Breakout player: Kyle Hendricks
There is simply no reason to believe Hendricks can’t pick up where he left off after a marvelous start to his career. He pitched well both at home and on the road, against contenders and pretenders and never hit the proverbial rookie wall. He totaled over 180 innings pitched, and there is no reason to think he can’t exceed 200 next year. The only question is, how many games can he win? Sky seems the limit for the crafty right-hander, who produced a 7-2 record with a 2.46 ERA. Honorable mention: Neil Ramirez
Best interview: Jake Arrieta
A breakout performance on the mound turned into one in the locker room, as Arrieta was able to articulate his success better than anyone. He admitted maturing was his biggest asset this season, and he took over as the leader of the pitching staff. Arrieta was honest about his team both before and after the Cubs traded their top pitchers and embraced his new role as ace of the team. He’ll be a big voice coming out of the locker room in the years to come. Honorable mention: Rizzo
Most exciting: Jorge Soler
There really were only two choices, Soler or Arismendy Alcantara. The latter tailed off so much that we rarely saw his great athletic ability down the stretch, as his high strikeout total got in the way of seeing his speed on display more. Soler showed what he could do both in the field and at the plate with monster home runs and a rocket of an arm from right field. He also displayed the plate discipline he was known for coming up through the minors; that in itself was exciting to watch, as he rarely went down easy.

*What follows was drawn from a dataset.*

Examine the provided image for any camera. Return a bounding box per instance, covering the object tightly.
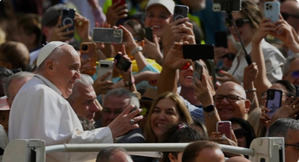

Toughest to get a read on: Arismendy Alcantara
Again, there are several candidates that qualify here. Welington Castillo might be one, as could Javier Baez. But Alcantara is a mixture of speed and power, but with it all came a ton of strikeouts. He had 93 in just 70 games while walking only 17 times. The Cubs hope he reverts to some on-base numbers he put up in the minors. But he only had one season when he earned a good amount of free passes -- 62 at Double-A in 2013. And at times he played a stellar center field but also made some maddening mistakes. There’s no conclusion to be made on Alcantara, of course, but a better handle of the strike zone will go a long way to his success. He does have some excitement to his game.